Overview

As a programmer, you can consider a feature, in machine learning, to be a variable associated with some entity that contains a value that is useful for helping train a model to solve a prediction problem. That is, the feature is just a variable with predictive power for a machine learning problem, or task.

A feature group is a table of features, where each feature group has a primary key, and optionally an event_time column (indicating when the features in that row were observed), and a partition key. Collectively, they are referred to as columns. The partition key determines how to layout the feature group rows on disk such that you can efficiently query the data using queries with the partition key. For example, if your partition key is the day and you have hundreds of days worth of data, with a partition key, you can query the day for only a given day or a range of days, and only the data for those days will be read from disk.

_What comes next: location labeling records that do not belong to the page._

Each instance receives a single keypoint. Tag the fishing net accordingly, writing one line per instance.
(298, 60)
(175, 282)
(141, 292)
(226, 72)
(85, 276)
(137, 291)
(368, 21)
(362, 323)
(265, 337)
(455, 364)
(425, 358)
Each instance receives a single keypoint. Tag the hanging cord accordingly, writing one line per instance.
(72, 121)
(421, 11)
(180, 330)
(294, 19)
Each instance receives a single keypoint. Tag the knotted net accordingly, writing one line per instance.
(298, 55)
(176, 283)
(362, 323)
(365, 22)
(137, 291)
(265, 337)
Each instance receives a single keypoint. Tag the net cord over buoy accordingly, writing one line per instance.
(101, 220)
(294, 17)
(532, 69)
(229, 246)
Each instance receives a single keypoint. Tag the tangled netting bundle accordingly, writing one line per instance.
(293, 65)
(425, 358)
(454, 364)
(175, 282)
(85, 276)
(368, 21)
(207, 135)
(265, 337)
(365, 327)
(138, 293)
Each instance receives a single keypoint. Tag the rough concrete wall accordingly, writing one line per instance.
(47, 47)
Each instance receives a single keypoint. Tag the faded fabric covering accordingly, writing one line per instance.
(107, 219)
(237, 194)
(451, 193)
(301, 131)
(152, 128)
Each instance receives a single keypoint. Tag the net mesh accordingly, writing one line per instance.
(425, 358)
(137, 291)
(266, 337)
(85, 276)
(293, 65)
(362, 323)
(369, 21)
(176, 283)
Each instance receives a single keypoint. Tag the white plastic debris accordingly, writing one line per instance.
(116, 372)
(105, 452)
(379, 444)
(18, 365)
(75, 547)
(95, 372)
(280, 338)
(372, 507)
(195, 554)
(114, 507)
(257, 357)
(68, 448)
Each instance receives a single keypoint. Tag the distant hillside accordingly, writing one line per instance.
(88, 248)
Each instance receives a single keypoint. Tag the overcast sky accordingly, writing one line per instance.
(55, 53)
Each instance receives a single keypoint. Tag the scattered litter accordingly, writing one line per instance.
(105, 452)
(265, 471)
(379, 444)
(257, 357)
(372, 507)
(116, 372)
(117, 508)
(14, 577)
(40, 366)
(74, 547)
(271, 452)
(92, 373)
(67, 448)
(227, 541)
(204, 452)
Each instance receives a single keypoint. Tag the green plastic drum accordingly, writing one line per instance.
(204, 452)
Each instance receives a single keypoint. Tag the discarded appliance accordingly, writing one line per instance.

Online and offline Storage#

Feature groups can be stored in a low-latency "online" database and/or in low cost, high throughput "offline" storage, typically a data lake or data warehouse.

Online Storage#

The online store stores only the latest values of features for a feature group. It is used to serve pre-computed features to models at runtime.

Offline Storage#

The offline store stores the historical values of features for a feature group so that it may store much more data than the online store. Offline feature groups are used, typically, to create training data for models, but also to retrieve data for batch scoring of models.

In most cases, offline data is stored in Hopsworks, but through the implementation of storage connectors, it can reside in an external file system. The externally stored data can be managed by Hopsworks by defining ordinary feature groups or it can be used for reading only by defining External Feature Group.